There's really no denying it: Salted fries (and pretty much everything else) taste a heck of a lot better than plain ones. But there's good reason to seek out salt alternatives from time to time: Going overboard on the salty stuff affects more than just your taste buds. In fact, it can lead to a host of serious health problems like hypertension, metabolic syndrome, chronic kidney disease, heart disease and stroke.
Though you need some sodium, most Americans consume way too much, with 90 percent of the population going over the daily recommended maximum of 2,300 milligrams, according to the U.S. Food and Drug Administration.

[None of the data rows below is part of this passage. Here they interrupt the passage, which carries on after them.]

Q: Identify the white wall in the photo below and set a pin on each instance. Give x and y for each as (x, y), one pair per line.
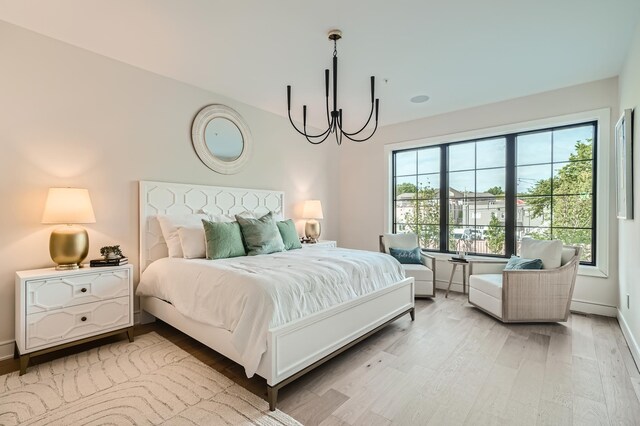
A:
(362, 195)
(629, 239)
(69, 117)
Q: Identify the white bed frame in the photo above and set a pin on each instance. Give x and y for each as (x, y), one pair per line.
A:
(293, 348)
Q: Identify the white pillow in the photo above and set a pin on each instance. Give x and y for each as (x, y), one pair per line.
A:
(193, 242)
(170, 224)
(549, 251)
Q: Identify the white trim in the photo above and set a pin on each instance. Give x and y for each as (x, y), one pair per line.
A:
(586, 307)
(603, 146)
(631, 341)
(6, 349)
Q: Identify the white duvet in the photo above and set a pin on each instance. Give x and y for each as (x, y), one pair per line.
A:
(251, 294)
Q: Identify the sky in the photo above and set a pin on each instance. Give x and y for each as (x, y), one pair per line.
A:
(538, 156)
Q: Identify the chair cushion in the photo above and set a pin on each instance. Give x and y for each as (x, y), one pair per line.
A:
(418, 272)
(490, 284)
(404, 241)
(406, 256)
(549, 251)
(521, 263)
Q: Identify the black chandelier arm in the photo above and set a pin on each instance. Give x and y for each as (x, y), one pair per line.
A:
(309, 138)
(360, 140)
(304, 133)
(362, 128)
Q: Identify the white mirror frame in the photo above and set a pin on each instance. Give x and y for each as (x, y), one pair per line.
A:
(203, 118)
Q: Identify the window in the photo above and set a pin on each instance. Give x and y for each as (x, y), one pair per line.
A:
(483, 196)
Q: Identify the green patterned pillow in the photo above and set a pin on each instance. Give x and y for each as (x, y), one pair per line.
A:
(261, 236)
(224, 239)
(289, 234)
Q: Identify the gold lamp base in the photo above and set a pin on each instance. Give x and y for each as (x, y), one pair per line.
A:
(69, 246)
(312, 230)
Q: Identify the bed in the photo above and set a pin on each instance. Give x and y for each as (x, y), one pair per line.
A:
(290, 345)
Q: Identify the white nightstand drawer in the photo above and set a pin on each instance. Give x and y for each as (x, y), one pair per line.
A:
(71, 323)
(69, 290)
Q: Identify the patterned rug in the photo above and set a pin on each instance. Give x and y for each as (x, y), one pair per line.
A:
(149, 381)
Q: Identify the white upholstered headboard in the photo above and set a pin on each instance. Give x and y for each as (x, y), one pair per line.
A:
(179, 198)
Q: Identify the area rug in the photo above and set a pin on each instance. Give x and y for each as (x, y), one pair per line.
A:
(149, 381)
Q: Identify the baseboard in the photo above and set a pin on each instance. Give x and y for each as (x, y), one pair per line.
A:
(631, 341)
(593, 308)
(6, 349)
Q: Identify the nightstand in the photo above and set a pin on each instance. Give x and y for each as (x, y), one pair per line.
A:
(58, 309)
(321, 244)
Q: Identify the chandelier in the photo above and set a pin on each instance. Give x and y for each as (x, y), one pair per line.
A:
(334, 117)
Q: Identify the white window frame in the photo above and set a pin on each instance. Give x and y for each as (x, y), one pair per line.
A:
(603, 194)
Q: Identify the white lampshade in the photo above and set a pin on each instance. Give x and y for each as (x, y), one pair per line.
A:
(312, 210)
(68, 205)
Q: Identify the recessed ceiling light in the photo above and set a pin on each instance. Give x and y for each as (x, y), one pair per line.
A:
(419, 99)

“Sodium plays a role in fluid balance, muscle contraction, nervous system signaling, and blood pressure regulation,” says dietitian Gena Hamshaw, RD. The catch: “Within our food system, it's easy to meet sodium needs but tricky to avoid getting too much." Why? Two words—processed foods. They tend to be loaded with the stuff.
“While many consumers know that canned soups tend to be very high in sodium, they may not realize that staples like bread and pasta sauce are also significant sources,” says Hamshaw.
In addition to being mindful of your intake of higher-salt foods, you can also help keep your sodium intake reasonable by swapping in other seasonings now and then. These 21 salt alternatives will give your food a little oomph, without all the sodium.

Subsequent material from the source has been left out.